Of the sonnets of Mr. Bates Mrs. Moulton wrote:

"... Dante breathed through the sonnet the high aspirations of that love which shaped and determined his soul's life. By sonnets it was that Petrarch wedded immortally his name to that of his ever-wooed, never-won Laura of Avignon. Strong Michael Angelo wrote sonnets for that noble lady, Vittoria Colonna, whose hand he kissed only after Death had kissed the soul from her pure lips.

"The one personal intimacy with Shakespeare to which any of his worshippers have been admitted is such as comes from loving study of his sonnets, in 'sessions of sweet, silent thought.' The sonnets of Elizabeth Barrett Browning burned with the pure flame of her perfect love. In the sonnets of 'The House of Life' Rossetti commemorated that love and loss so passionate and so abiding that it seemed to him the whole of life. In the sonnets of 'Song-Tide' Marston sang the praises of his early love, as in those of 'All In All' he bewailed her loss; and his sonnets of later years throb like a tell-tale heart with the profoundest melancholy out of whose depths a human soul ever cried for pity.

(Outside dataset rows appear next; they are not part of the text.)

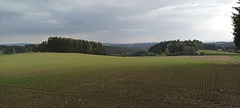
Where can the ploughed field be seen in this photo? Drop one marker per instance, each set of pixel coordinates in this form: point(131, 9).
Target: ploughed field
point(80, 80)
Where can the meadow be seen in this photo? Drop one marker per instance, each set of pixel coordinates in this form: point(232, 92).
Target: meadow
point(81, 80)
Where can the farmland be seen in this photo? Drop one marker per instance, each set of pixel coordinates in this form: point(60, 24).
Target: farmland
point(71, 79)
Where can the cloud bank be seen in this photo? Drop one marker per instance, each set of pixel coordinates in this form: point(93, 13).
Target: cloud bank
point(121, 21)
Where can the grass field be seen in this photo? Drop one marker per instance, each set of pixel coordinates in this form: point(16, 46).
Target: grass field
point(212, 52)
point(80, 80)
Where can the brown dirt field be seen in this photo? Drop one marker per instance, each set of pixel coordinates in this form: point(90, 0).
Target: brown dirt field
point(220, 58)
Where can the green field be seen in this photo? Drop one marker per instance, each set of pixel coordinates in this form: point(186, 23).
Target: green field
point(213, 52)
point(80, 80)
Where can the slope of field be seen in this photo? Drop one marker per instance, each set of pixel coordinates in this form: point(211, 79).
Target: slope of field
point(79, 80)
point(212, 52)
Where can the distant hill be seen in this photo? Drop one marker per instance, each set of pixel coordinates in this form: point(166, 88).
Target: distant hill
point(133, 46)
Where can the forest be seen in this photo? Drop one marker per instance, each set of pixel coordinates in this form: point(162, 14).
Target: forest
point(177, 47)
point(60, 44)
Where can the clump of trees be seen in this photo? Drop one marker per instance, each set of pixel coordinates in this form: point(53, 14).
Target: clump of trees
point(177, 47)
point(60, 44)
point(15, 49)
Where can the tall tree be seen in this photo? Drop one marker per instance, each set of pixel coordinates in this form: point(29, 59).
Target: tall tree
point(236, 25)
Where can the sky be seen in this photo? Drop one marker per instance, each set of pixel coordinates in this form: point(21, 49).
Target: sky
point(116, 21)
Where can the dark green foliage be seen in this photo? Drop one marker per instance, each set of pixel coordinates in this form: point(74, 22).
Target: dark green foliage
point(176, 47)
point(236, 25)
point(119, 51)
point(59, 44)
point(202, 53)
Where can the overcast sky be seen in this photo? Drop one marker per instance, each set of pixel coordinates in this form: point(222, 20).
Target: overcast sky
point(116, 21)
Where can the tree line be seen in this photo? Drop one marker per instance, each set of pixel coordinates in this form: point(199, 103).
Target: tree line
point(177, 47)
point(61, 44)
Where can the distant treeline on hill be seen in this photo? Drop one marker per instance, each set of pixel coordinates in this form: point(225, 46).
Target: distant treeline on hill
point(60, 44)
point(177, 47)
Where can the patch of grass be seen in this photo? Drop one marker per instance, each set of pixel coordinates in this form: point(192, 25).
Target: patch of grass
point(212, 52)
point(81, 80)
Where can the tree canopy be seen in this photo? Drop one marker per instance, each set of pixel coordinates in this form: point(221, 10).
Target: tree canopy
point(59, 44)
point(177, 47)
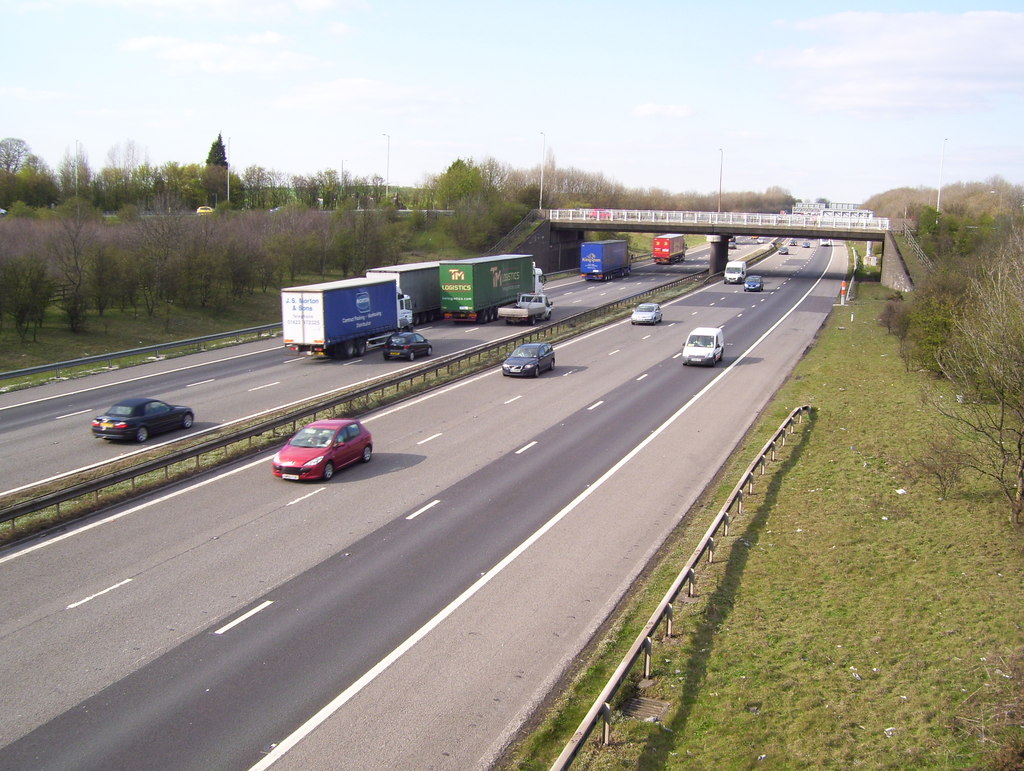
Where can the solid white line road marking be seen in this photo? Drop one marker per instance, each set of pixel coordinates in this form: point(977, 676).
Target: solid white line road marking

"Such and thus intimate have been the revelations made through this form of verse—so rigid, yet so plastic and so human.

"To the list of these sonneteers who have thus sounded the deepest depths of love and sorrow, the name of Arlo Bates has now been added, by the publication of his noble and sincere 'Sonnets in Shadow.' Born of one man's undying pain, these sonnets at once become, through the subtlety of their research into the innermost depths of human emotion, the property and the true expression of all souls who have loved and suffered.

"A few of us know, personally, the rare charm, the exquisite loveliness, of her thus royally honored and passionately lamented; and all of us who read can feel that thus and thus our own hearts might be wrung by such a loss—that in us, also, if we have souls at all, such sorrow might bear fruit in kindred emotion, even though for want of words our lips be dumb. It seems to me that it is the dumb souls—who feel all that the poet has sung, and yet cannot break the silence with a cry—who owe the deepest debt to this, their interpreter."